Quote from: guymelfe on Sep 02, 2020, 02:29:56 AM
I actually have Tribes. I seem to recall it being quite good, so I'll go dig it out. What do you think of the Out of Shadows/Sea of Sorrows/River of Pain Trilogy? Seems weird to have a trilogy written by three different authors, but I've seen good comments elsewhere about it though I seem to recall a reddit post saying book 3 had to do some major retconning to make it all work.
It feels like a bit of a stretch to call them a trilogy,
trio might be more appropriate. They're not really all that connected aside from holding a stronger continuity than the books from previous license holders Bantam and DH press did, which were all stand-alone or comic adaptations. The trio were a big deal when they came out in 2014 because they were the first original novels to come out of the new license holder Titan and they all had stronger ties with each other in general and with the films, which was a stylistic departure from the aforementioned novels which were specifically divergent from the films.
The cool thing about this era of content creation is that Josh Izzo was pulling the strings for license content at Fox at the time and he made a badass effort at tying everything together with his later named Read/Watch/Play initiative. So there's all this sweet tied-in cross-platform content between the comics, games, novels and audio-dramas. It was the most ambitious effort of its kind since the whole Star Wars Shadows of the Empire thing in the late 90's. Rage War, Out of the Shadows, River of Pain, Sea of Sorrows, the Cold Forge, and even the Aliens: Descent attraction, were all a part of this.

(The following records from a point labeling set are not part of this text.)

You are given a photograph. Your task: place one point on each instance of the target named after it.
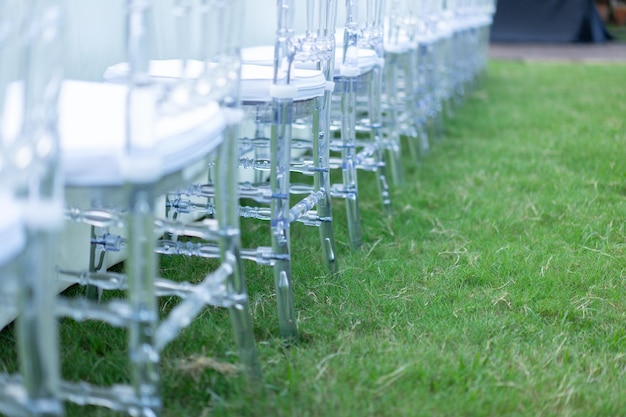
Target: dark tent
(548, 21)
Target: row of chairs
(165, 155)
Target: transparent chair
(277, 98)
(402, 75)
(286, 96)
(32, 219)
(146, 139)
(363, 143)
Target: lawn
(495, 289)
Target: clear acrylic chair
(147, 139)
(403, 19)
(32, 220)
(284, 91)
(276, 96)
(362, 143)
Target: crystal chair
(363, 142)
(402, 77)
(32, 194)
(147, 139)
(294, 99)
(367, 153)
(278, 98)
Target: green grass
(497, 288)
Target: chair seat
(264, 55)
(92, 126)
(256, 80)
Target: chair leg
(349, 169)
(37, 326)
(280, 233)
(391, 128)
(376, 137)
(321, 139)
(227, 201)
(141, 271)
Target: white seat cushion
(264, 55)
(256, 80)
(92, 131)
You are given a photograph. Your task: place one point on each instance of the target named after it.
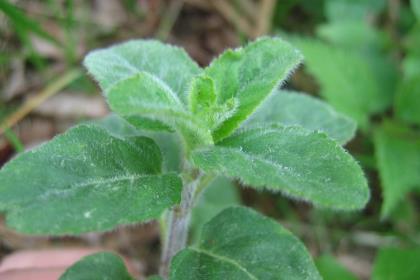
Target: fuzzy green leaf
(171, 65)
(211, 202)
(83, 181)
(397, 151)
(401, 264)
(145, 96)
(241, 244)
(298, 162)
(168, 143)
(102, 265)
(291, 108)
(246, 76)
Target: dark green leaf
(169, 64)
(86, 180)
(218, 195)
(98, 266)
(241, 244)
(298, 162)
(397, 151)
(291, 108)
(145, 96)
(331, 269)
(408, 100)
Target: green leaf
(401, 264)
(415, 4)
(145, 96)
(102, 265)
(292, 108)
(168, 143)
(353, 35)
(408, 100)
(397, 150)
(296, 161)
(240, 243)
(352, 10)
(83, 181)
(246, 76)
(211, 202)
(204, 106)
(169, 64)
(355, 84)
(331, 269)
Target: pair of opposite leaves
(93, 174)
(98, 179)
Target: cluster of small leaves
(352, 62)
(128, 169)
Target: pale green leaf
(292, 108)
(393, 263)
(298, 162)
(241, 244)
(102, 266)
(331, 269)
(246, 76)
(83, 181)
(145, 96)
(170, 64)
(218, 195)
(352, 83)
(168, 143)
(397, 152)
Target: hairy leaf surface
(102, 265)
(292, 108)
(296, 161)
(170, 64)
(241, 244)
(212, 202)
(86, 180)
(248, 75)
(145, 96)
(168, 143)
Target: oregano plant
(176, 129)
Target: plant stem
(178, 220)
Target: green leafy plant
(352, 61)
(179, 129)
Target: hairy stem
(178, 220)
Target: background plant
(372, 42)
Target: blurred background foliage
(361, 56)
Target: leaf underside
(295, 161)
(241, 244)
(86, 180)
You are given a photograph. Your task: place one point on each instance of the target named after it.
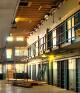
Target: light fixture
(44, 56)
(51, 58)
(40, 7)
(47, 16)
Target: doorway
(63, 74)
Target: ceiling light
(29, 4)
(18, 19)
(40, 7)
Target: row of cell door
(65, 74)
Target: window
(0, 68)
(49, 39)
(9, 53)
(37, 48)
(69, 29)
(33, 50)
(77, 23)
(54, 38)
(19, 39)
(41, 44)
(20, 51)
(9, 38)
(20, 68)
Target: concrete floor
(7, 88)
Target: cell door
(50, 73)
(64, 74)
(29, 71)
(78, 75)
(49, 40)
(45, 72)
(59, 73)
(72, 74)
(34, 72)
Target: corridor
(7, 88)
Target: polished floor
(7, 88)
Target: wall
(66, 9)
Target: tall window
(8, 53)
(20, 51)
(9, 38)
(0, 68)
(37, 48)
(20, 68)
(77, 24)
(54, 38)
(19, 39)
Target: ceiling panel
(33, 12)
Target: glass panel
(0, 68)
(9, 38)
(37, 48)
(69, 29)
(9, 53)
(19, 39)
(73, 33)
(20, 51)
(22, 68)
(17, 68)
(54, 38)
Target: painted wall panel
(54, 72)
(72, 74)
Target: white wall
(67, 8)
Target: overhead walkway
(7, 88)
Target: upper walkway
(7, 88)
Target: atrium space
(40, 46)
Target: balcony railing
(43, 44)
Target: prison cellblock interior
(34, 72)
(45, 72)
(42, 74)
(78, 75)
(63, 74)
(50, 73)
(29, 71)
(49, 39)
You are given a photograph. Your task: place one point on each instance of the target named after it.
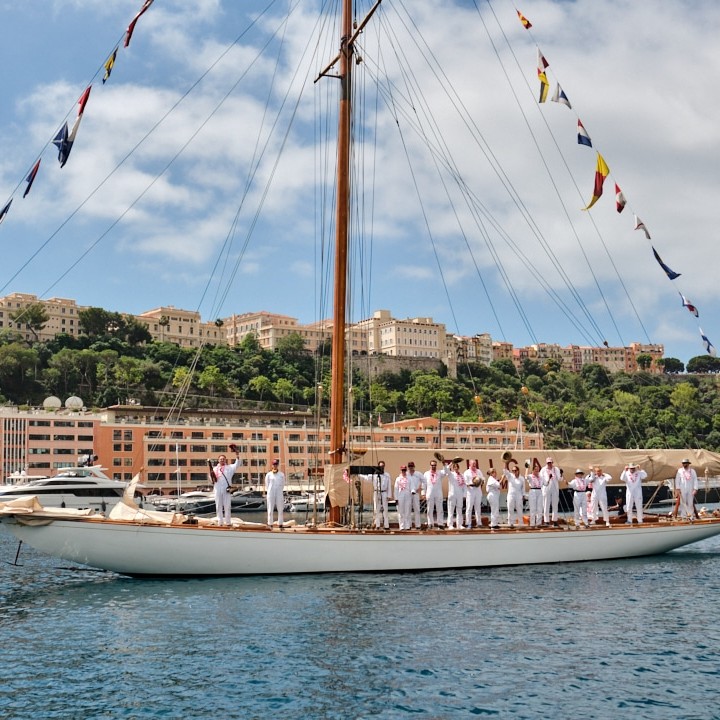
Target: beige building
(62, 316)
(132, 439)
(183, 327)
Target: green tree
(284, 390)
(212, 379)
(644, 361)
(261, 385)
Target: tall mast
(337, 389)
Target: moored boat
(138, 542)
(76, 487)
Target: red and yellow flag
(601, 172)
(525, 22)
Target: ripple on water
(600, 639)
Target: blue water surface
(635, 638)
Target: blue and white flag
(670, 273)
(559, 96)
(583, 137)
(5, 210)
(689, 306)
(709, 347)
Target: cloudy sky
(188, 185)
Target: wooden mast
(337, 389)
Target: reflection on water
(633, 638)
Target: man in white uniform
(686, 485)
(456, 491)
(381, 490)
(633, 476)
(473, 494)
(551, 491)
(579, 485)
(534, 482)
(599, 481)
(223, 474)
(274, 484)
(434, 495)
(402, 495)
(516, 490)
(493, 493)
(417, 480)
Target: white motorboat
(138, 542)
(77, 487)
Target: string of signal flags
(65, 137)
(602, 171)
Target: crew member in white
(492, 487)
(632, 476)
(516, 490)
(223, 480)
(534, 482)
(599, 481)
(417, 480)
(456, 490)
(434, 495)
(579, 485)
(551, 491)
(686, 485)
(402, 495)
(381, 490)
(473, 494)
(274, 484)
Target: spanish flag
(544, 84)
(601, 172)
(109, 65)
(525, 22)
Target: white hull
(138, 549)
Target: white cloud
(643, 92)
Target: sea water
(636, 638)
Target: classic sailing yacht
(138, 542)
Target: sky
(187, 185)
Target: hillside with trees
(115, 362)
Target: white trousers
(473, 503)
(633, 497)
(434, 509)
(455, 511)
(515, 508)
(580, 507)
(551, 497)
(404, 507)
(687, 505)
(598, 499)
(535, 502)
(275, 501)
(415, 509)
(380, 510)
(222, 503)
(494, 503)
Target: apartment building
(132, 439)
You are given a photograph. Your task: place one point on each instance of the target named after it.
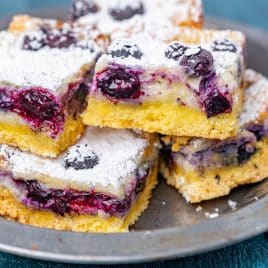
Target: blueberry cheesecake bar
(205, 169)
(189, 87)
(45, 72)
(120, 15)
(100, 184)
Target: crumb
(232, 204)
(212, 215)
(199, 208)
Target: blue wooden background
(249, 254)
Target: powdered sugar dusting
(256, 98)
(172, 12)
(119, 153)
(47, 68)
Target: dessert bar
(190, 87)
(205, 169)
(100, 184)
(45, 72)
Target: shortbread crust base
(213, 183)
(165, 118)
(26, 139)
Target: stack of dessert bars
(92, 109)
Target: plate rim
(166, 236)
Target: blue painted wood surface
(249, 254)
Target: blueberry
(5, 100)
(224, 45)
(126, 50)
(80, 157)
(37, 103)
(198, 63)
(119, 83)
(127, 10)
(81, 8)
(62, 38)
(175, 51)
(212, 100)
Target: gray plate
(170, 227)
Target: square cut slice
(205, 169)
(101, 184)
(45, 73)
(189, 87)
(121, 15)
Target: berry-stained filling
(81, 8)
(119, 82)
(127, 10)
(41, 109)
(210, 97)
(69, 201)
(259, 130)
(124, 51)
(175, 51)
(5, 100)
(200, 153)
(37, 106)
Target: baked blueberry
(5, 99)
(213, 101)
(258, 130)
(175, 51)
(126, 50)
(80, 157)
(38, 104)
(81, 8)
(126, 9)
(224, 45)
(197, 62)
(119, 83)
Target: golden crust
(22, 23)
(197, 36)
(26, 139)
(213, 183)
(10, 208)
(152, 117)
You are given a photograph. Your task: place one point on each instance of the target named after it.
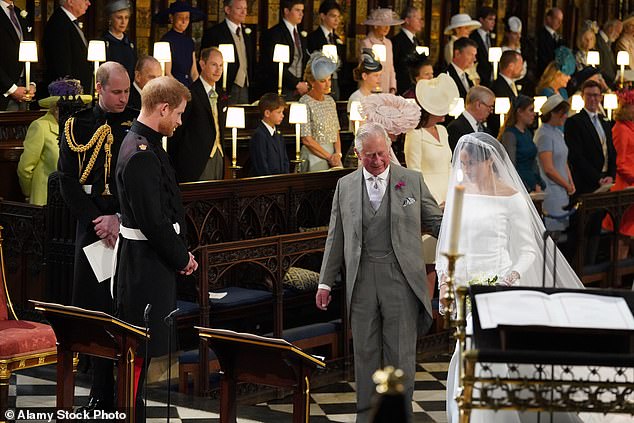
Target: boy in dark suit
(267, 149)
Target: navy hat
(179, 6)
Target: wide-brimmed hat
(383, 17)
(63, 87)
(552, 102)
(178, 6)
(116, 5)
(437, 95)
(461, 19)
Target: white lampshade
(97, 51)
(457, 107)
(539, 101)
(355, 111)
(502, 105)
(422, 50)
(610, 101)
(577, 103)
(28, 51)
(380, 52)
(593, 58)
(298, 113)
(495, 53)
(623, 58)
(282, 53)
(235, 117)
(162, 51)
(228, 53)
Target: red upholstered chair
(23, 344)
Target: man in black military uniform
(151, 249)
(89, 149)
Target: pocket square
(409, 201)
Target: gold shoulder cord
(104, 132)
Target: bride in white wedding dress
(501, 239)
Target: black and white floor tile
(35, 390)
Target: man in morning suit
(146, 69)
(196, 148)
(13, 29)
(404, 43)
(483, 36)
(89, 191)
(266, 148)
(464, 53)
(591, 156)
(511, 64)
(378, 214)
(151, 247)
(286, 32)
(330, 16)
(478, 106)
(548, 39)
(241, 73)
(65, 46)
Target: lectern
(250, 358)
(98, 334)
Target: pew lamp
(96, 54)
(495, 54)
(297, 115)
(228, 56)
(502, 107)
(330, 51)
(538, 102)
(281, 55)
(27, 54)
(457, 107)
(623, 60)
(235, 120)
(577, 103)
(610, 102)
(162, 53)
(355, 115)
(380, 52)
(422, 50)
(593, 58)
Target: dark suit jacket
(608, 61)
(267, 153)
(457, 128)
(484, 67)
(10, 68)
(220, 34)
(546, 46)
(192, 142)
(401, 48)
(65, 52)
(279, 34)
(451, 71)
(585, 154)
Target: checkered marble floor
(35, 390)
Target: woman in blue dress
(183, 64)
(517, 138)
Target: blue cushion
(237, 296)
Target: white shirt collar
(471, 120)
(269, 127)
(383, 175)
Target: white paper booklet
(100, 259)
(566, 310)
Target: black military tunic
(87, 199)
(150, 202)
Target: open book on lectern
(565, 310)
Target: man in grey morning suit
(375, 231)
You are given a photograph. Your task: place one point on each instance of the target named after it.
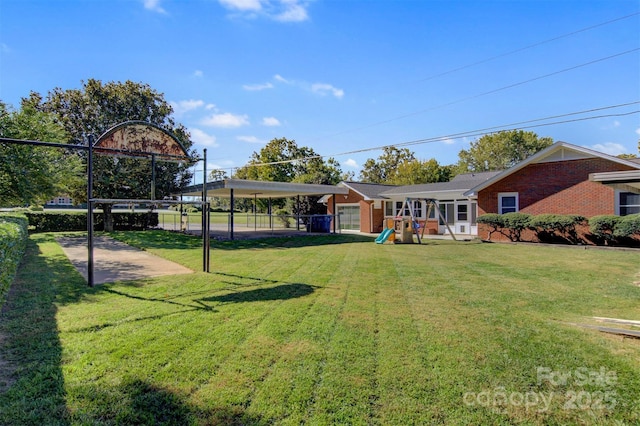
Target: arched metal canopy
(141, 139)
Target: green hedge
(604, 229)
(77, 221)
(13, 241)
(628, 226)
(554, 228)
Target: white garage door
(349, 217)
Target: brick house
(561, 179)
(557, 180)
(367, 204)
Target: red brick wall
(378, 218)
(561, 187)
(365, 211)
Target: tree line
(33, 175)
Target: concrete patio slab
(116, 261)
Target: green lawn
(324, 330)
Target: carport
(241, 188)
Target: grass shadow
(33, 391)
(140, 402)
(159, 239)
(279, 292)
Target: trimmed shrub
(516, 223)
(602, 227)
(57, 221)
(13, 241)
(77, 221)
(556, 227)
(494, 221)
(627, 226)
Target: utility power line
(490, 92)
(528, 124)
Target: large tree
(500, 151)
(400, 167)
(97, 107)
(382, 169)
(282, 160)
(32, 175)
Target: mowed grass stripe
(272, 339)
(288, 393)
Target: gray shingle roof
(461, 182)
(369, 190)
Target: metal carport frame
(232, 188)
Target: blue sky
(343, 76)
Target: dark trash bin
(320, 223)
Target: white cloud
(293, 12)
(250, 139)
(202, 138)
(242, 5)
(257, 87)
(351, 163)
(154, 6)
(610, 148)
(182, 107)
(270, 122)
(281, 79)
(323, 89)
(278, 10)
(226, 120)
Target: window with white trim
(507, 202)
(629, 203)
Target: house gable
(555, 181)
(559, 152)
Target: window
(447, 210)
(629, 203)
(474, 213)
(507, 202)
(463, 214)
(432, 213)
(388, 208)
(417, 209)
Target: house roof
(559, 151)
(627, 181)
(369, 191)
(462, 182)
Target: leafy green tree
(97, 107)
(32, 175)
(499, 151)
(416, 172)
(386, 166)
(218, 174)
(282, 160)
(400, 167)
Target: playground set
(402, 227)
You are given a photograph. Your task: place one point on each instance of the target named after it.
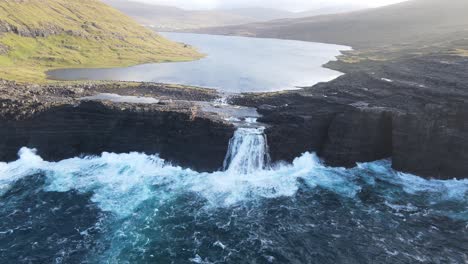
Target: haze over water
(232, 64)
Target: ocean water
(137, 208)
(232, 64)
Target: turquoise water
(136, 208)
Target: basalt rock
(413, 111)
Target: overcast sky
(292, 5)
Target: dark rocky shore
(412, 110)
(54, 120)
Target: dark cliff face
(414, 111)
(91, 128)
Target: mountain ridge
(38, 35)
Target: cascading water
(135, 208)
(248, 151)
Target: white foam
(121, 182)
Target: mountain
(168, 18)
(407, 22)
(38, 35)
(171, 18)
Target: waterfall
(248, 151)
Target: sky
(291, 5)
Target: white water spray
(248, 151)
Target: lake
(232, 64)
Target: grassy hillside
(167, 18)
(38, 35)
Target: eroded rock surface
(414, 111)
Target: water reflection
(232, 64)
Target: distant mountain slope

The Titan stuff in general is pretty awesome and skips all over the timeline, but they actually cared about continuity so it was a a lot more fun for me. A lot of people gripe and complain about the conceit of having a small marine contingent assigned to the Hadley's Hope colony in River of Pain, mostly because of the number of colonists found cocooned in the movie being a match for those expected, but it's actually a stroke of genius by whoever had the idea, probably Izzo, because the 20+ marine bodies from the book and the added Weyland Yutani scientists serve to cover up the missing colonists that should have gone unaccounted for after having escaped aboard the Onager. The Audible drama for River of Pain even works the Onager reference in to the fall of Hadley's Hope from the story, pretty brilliant in my opinion, but this is another subtle thing that most casual readers aren't going to put together, only the terminally dorky. The Onager itself is a tie-in with this huge comic crossover Fire and Stone which itself even manages to have small cameo from 2001's Aliens versus Predator 2 game. I was very stoked about this time period in the franchise and now I am very sad that it has passed.
River of Pain is mostly standalone, fitting primarily within the time frame of the film Aliens. The other novels share LV-178 as a big throughline element which extends into the VR attraction Descent and further into the prologue for the legitimate trilogy Rage War. Fun stuff all. Out of the Shadows is a genuine Ripley adventure and Sea of Sorrows mostly just follows up on that novel.